Ripple is building a lending protocol for the XRP Ledger, according to reporting from CoinDesk on Monday. The planned XRPL Lending Protocol would let institutions borrow against crypto assets held on the ledger rather than simply issuing and moving them—a shift that marks a push into institutional credit infrastructure.

The move reflects a deliberate strategy to layer lending on top of Ripple's existing settlement and asset-issuance use cases. Right now, the XRP Ledger is primarily a bridge for moving fiat and tokenized assets between institutions. A lending protocol would add a second layer: collateral management and credit terms. Institutions could post assets as collateral and draw loans, creating a new revenue stream for the ledger and a fresh use case beyond basic payment flows.

Ripple has not yet released technical details or a timeline. CoinDesk's initial report was sparse on specifics about collateral ratios, liquidation mechanics, or governance. That leaves key questions unresolved: which assets will be acceptable collateral, who sets interest rates, how will the protocol handle defaults, and whether Ripple itself will act as a lender or simply provide the infrastructure for third-party credit providers.

For institutions, the appeal is operational efficiency.
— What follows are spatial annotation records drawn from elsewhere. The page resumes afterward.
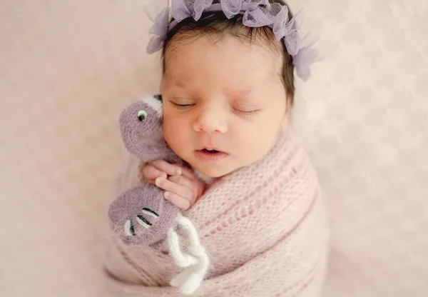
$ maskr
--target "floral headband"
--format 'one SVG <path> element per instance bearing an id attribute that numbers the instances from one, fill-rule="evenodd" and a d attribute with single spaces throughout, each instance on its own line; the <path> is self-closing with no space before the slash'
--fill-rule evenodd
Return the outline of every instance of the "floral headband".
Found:
<path id="1" fill-rule="evenodd" d="M 248 27 L 270 28 L 275 38 L 282 40 L 287 51 L 292 57 L 292 64 L 299 77 L 306 81 L 310 75 L 310 65 L 318 60 L 318 51 L 312 44 L 302 46 L 306 38 L 301 39 L 299 29 L 300 14 L 288 18 L 288 7 L 268 0 L 171 0 L 172 16 L 170 23 L 170 6 L 167 5 L 155 19 L 150 33 L 155 34 L 147 46 L 148 54 L 163 47 L 168 32 L 185 19 L 200 19 L 204 11 L 222 11 L 228 19 L 243 15 L 243 24 Z"/>

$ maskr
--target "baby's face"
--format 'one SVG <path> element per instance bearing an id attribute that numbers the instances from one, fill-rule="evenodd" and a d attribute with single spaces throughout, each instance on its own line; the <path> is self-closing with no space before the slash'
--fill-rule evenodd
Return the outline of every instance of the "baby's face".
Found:
<path id="1" fill-rule="evenodd" d="M 165 53 L 165 139 L 206 176 L 222 176 L 258 161 L 286 125 L 282 61 L 258 44 L 204 36 L 175 42 Z"/>

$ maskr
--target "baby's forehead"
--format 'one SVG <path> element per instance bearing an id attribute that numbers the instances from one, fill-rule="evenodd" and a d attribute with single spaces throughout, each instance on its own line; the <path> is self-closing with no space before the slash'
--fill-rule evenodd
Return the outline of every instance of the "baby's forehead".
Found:
<path id="1" fill-rule="evenodd" d="M 223 76 L 256 76 L 264 81 L 277 76 L 282 56 L 271 46 L 244 42 L 240 38 L 225 36 L 217 42 L 201 36 L 187 42 L 180 41 L 165 53 L 165 75 L 169 79 L 187 79 L 188 75 L 207 72 Z M 257 81 L 255 81 L 257 82 Z"/>

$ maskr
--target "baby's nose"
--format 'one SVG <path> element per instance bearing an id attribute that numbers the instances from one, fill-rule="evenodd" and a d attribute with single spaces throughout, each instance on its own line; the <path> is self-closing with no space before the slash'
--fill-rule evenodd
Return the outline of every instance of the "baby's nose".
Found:
<path id="1" fill-rule="evenodd" d="M 193 128 L 197 132 L 224 134 L 228 131 L 225 116 L 213 110 L 204 111 L 194 123 Z"/>

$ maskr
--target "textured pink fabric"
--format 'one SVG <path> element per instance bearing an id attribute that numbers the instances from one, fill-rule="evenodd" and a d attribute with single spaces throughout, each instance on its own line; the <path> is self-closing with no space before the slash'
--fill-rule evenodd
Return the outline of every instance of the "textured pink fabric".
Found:
<path id="1" fill-rule="evenodd" d="M 321 296 L 324 203 L 316 174 L 288 131 L 261 161 L 215 181 L 185 214 L 198 226 L 212 265 L 194 296 Z M 113 296 L 180 296 L 168 286 L 177 271 L 166 250 L 126 246 L 110 234 L 105 267 Z"/>

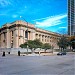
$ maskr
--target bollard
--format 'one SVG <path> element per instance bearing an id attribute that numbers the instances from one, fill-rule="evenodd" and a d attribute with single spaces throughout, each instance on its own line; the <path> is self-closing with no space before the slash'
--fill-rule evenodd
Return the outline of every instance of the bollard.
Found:
<path id="1" fill-rule="evenodd" d="M 18 51 L 18 56 L 20 56 L 20 51 Z"/>
<path id="2" fill-rule="evenodd" d="M 5 56 L 5 52 L 3 52 L 3 55 L 2 55 L 3 57 Z"/>

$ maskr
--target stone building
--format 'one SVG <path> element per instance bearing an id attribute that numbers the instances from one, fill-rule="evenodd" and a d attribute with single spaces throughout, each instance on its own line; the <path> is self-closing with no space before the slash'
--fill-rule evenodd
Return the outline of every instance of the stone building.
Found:
<path id="1" fill-rule="evenodd" d="M 60 34 L 36 28 L 28 23 L 28 40 L 39 39 L 42 43 L 49 43 L 58 48 L 57 40 Z M 1 48 L 19 48 L 20 44 L 27 41 L 27 23 L 24 21 L 15 21 L 5 24 L 0 28 L 0 47 Z"/>

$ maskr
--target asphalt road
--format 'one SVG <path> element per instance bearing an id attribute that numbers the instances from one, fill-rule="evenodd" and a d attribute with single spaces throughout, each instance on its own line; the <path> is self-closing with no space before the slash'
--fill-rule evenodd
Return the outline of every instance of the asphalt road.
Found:
<path id="1" fill-rule="evenodd" d="M 0 75 L 75 75 L 75 54 L 0 56 Z"/>

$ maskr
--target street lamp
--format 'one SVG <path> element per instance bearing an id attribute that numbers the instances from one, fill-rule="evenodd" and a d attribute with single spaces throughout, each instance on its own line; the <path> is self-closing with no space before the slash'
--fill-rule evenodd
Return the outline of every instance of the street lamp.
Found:
<path id="1" fill-rule="evenodd" d="M 28 22 L 22 16 L 20 16 L 20 18 L 22 18 L 27 23 L 27 55 L 28 55 Z"/>

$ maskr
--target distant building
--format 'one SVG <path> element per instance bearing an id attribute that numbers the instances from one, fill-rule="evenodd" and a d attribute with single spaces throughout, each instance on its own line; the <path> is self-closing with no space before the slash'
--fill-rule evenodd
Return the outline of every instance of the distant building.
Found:
<path id="1" fill-rule="evenodd" d="M 49 43 L 58 48 L 57 41 L 60 34 L 35 28 L 33 24 L 28 23 L 28 40 L 39 39 L 42 43 Z M 0 47 L 1 48 L 19 48 L 21 44 L 27 41 L 27 23 L 24 21 L 15 21 L 5 24 L 0 28 Z"/>
<path id="2" fill-rule="evenodd" d="M 68 0 L 68 34 L 75 35 L 75 0 Z"/>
A lending layer on a private or semi-private ledger lets them tap credit lines without routing through a separate intermediary. Ripple's existing partnerships with banks and payment corridors give the company a ready audience that already runs infrastructure on XRPL. Adding credit access could deepen stickiness and open new fee opportunities.

The move also signals Ripple's broader bet on institutional adoption of blockchain infrastructure beyond payments. Lending is higher-margin, higher-touch, and more structurally embedded in institutional finance than one-off settlement. If Ripple can embed credit terms into the ledger itself, it shifts from transport layer to financial utility.

Competition matters here. Aave, MakerDAO, and other DeFi lending protocols already offer collateral management and credit on public blockchains. They attract a different user base (retail and smaller institutions), but they've proven the mechanics work at scale. A ledger-native protocol from Ripple could appeal to larger players because it sits within a controlled ecosystem where counterparty risk is more manageable and regulatory relationships are already established.

The announcement arrives with XRP trading near $1.09 and the token holding a number-six market-cap rank, according to market data. Ripple's push to expand XRPL functionality is partly a response to competitive pressure in institutional blockchain adoption and partly a natural extension of its settlement infrastructure. Institutional finance always layers credit on top of payment flows. Ripple is simply bringing that logic on-chain.